How Does Launch Angle Affect Projectile Range?

[Temper888]

1.1. Which of the following graphs BEST depicts the relationship between launch angle and range in the experiment?Please explain how you arrived to the answer.Attached is the graphs and the Experiment model.

Attached is the graphs and the Experiment model.The question is asking what happens to the range if the launch is increased? From equation R=v^2sin2θ/g, it can be said that range increases until the angle increases to 45 and then decreases from 45 and above because of sin2θ. The graph for range vs. launch angle should be a symmetrical upside-down parabola for same initial and final heights. However, I cannot figure out how does different initial and final heights as in this experiment affect the symmetry of that parabola?
3. I guessed it to be either Graph B or Graph C, but I am not sure.

 

[Simon Bridge]

Attached is the graphs and the Experiment model.

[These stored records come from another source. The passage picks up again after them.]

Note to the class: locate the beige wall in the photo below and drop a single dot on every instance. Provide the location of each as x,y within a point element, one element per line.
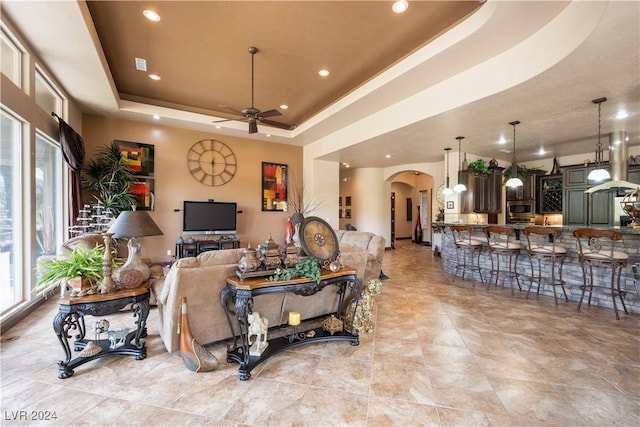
<point>174,183</point>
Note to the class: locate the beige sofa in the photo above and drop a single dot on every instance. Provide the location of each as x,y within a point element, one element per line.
<point>201,279</point>
<point>373,245</point>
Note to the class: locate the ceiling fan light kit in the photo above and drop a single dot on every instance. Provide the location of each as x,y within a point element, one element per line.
<point>252,114</point>
<point>514,181</point>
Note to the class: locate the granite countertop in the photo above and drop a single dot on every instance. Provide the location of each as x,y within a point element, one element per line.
<point>564,228</point>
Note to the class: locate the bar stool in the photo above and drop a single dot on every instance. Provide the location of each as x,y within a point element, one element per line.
<point>501,244</point>
<point>542,251</point>
<point>466,247</point>
<point>597,249</point>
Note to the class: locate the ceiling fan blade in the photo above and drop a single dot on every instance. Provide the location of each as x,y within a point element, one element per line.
<point>276,124</point>
<point>231,109</point>
<point>270,113</point>
<point>253,127</point>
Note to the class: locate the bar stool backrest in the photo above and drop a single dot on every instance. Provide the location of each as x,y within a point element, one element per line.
<point>597,241</point>
<point>498,234</point>
<point>536,237</point>
<point>461,233</point>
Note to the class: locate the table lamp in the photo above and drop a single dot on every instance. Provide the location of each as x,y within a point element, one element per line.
<point>133,224</point>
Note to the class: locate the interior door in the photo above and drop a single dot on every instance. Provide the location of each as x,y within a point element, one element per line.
<point>393,220</point>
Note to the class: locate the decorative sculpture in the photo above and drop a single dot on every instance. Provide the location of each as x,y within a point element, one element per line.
<point>117,338</point>
<point>257,327</point>
<point>195,357</point>
<point>362,315</point>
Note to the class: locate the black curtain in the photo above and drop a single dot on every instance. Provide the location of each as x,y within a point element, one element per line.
<point>73,152</point>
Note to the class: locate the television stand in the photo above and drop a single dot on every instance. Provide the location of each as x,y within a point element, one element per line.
<point>195,248</point>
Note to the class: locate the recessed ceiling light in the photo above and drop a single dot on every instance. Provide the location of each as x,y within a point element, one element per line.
<point>400,6</point>
<point>141,64</point>
<point>622,114</point>
<point>151,15</point>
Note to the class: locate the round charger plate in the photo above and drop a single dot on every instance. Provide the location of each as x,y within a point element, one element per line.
<point>318,239</point>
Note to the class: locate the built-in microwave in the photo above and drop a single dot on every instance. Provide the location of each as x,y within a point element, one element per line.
<point>520,210</point>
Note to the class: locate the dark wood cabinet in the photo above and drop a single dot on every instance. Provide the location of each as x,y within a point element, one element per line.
<point>589,209</point>
<point>527,190</point>
<point>484,192</point>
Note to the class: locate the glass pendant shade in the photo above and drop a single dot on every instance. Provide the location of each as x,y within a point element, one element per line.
<point>447,191</point>
<point>514,181</point>
<point>599,173</point>
<point>459,187</point>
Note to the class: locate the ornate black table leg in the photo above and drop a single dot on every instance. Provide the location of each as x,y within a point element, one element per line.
<point>62,324</point>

Try again - the attachments don't always get loaded.

The graph for range vs. launch angle should be a symmetrical upside-down parabola

Nope - it should be a sine curve... like the equation you quoted.
The graph of the trajectory should be a parabola, as should the height vs time curve.

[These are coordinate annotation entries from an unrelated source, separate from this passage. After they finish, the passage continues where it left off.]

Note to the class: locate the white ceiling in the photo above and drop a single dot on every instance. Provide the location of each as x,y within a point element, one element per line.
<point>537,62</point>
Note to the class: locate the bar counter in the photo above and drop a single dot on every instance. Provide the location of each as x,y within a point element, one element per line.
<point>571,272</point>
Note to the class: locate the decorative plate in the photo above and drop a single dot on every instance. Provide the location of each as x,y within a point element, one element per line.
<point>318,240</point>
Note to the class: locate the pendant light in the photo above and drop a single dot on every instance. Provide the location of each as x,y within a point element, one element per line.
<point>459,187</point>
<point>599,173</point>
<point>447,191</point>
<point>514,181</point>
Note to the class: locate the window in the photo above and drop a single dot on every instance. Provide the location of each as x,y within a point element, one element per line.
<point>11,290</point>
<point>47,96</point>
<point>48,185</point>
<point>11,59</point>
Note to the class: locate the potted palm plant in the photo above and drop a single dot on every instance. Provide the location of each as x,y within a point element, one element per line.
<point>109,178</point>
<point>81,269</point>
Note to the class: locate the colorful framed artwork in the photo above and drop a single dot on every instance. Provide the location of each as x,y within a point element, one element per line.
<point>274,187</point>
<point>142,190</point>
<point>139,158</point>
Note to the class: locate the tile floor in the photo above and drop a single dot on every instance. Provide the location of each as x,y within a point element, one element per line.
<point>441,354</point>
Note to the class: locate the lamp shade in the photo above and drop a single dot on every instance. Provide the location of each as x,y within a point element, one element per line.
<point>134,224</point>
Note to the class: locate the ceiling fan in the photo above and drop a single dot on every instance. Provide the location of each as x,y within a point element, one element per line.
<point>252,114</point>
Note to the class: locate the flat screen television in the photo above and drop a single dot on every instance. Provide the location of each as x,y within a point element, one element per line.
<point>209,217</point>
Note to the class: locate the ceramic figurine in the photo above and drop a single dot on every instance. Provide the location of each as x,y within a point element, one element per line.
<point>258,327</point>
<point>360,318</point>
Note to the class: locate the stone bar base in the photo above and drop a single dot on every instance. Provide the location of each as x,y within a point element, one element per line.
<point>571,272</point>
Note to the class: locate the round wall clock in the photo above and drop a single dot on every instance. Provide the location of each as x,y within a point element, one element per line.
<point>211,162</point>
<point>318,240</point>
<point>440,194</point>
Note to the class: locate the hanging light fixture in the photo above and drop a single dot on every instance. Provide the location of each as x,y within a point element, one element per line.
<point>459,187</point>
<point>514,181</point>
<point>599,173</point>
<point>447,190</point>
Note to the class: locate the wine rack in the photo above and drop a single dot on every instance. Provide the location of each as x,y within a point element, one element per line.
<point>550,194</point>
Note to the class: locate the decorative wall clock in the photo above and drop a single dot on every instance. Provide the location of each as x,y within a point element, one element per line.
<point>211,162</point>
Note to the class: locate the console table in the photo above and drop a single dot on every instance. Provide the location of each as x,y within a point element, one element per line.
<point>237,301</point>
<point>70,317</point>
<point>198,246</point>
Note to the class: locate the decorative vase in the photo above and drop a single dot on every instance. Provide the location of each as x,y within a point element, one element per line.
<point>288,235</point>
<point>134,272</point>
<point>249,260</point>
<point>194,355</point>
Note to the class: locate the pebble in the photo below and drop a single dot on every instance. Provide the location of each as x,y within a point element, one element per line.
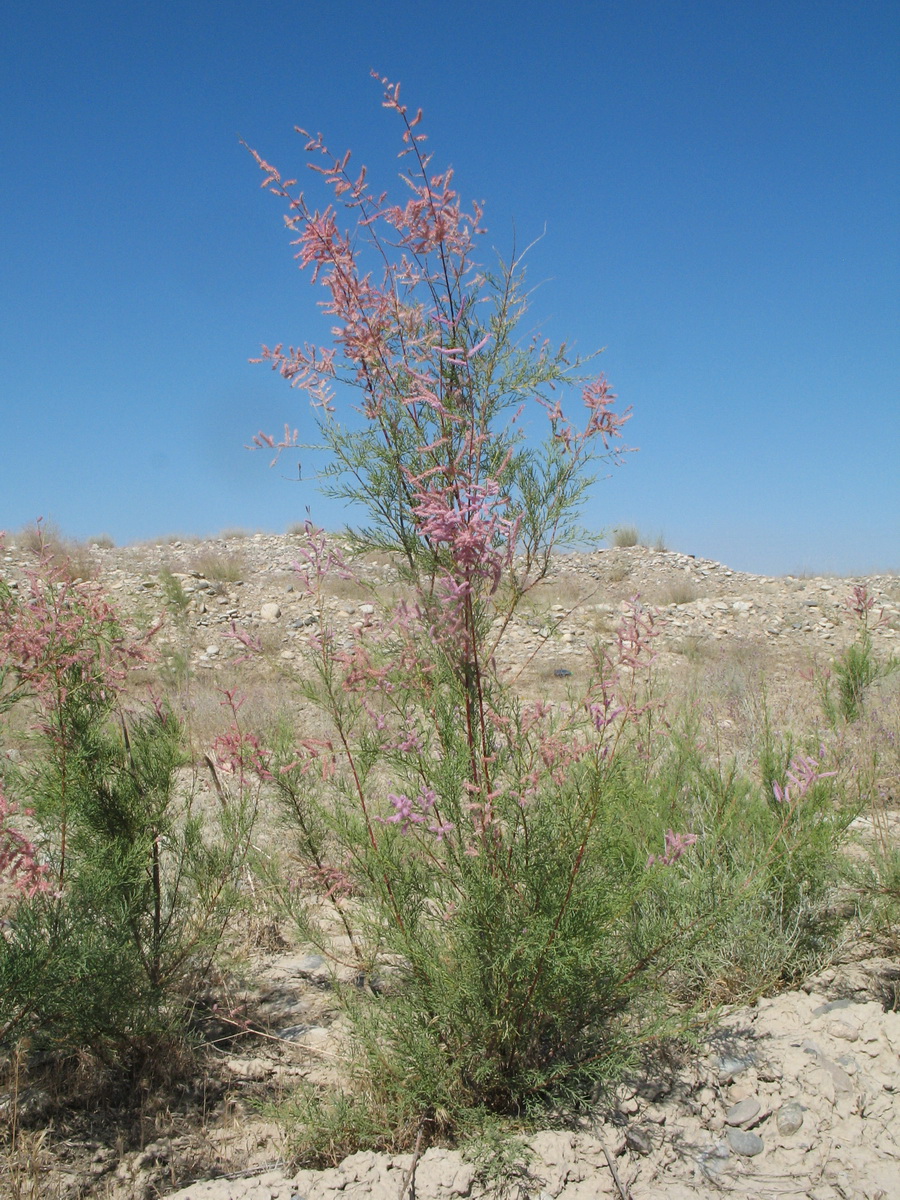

However, I cannot figure out how does different initial and final heights as in this experiment affect the symmetry of that parabola?

Really? Then try doing some sample angles and plotting them out - this is what computers are good at after all. (Since ou have some example graphs, I bet you can find telltale characteristics.)

Thought experiment - if you fire at 90deg from the top of a cliff, your range is ______. How does that compare with the range at zero height? Repeat question for 0deg angle.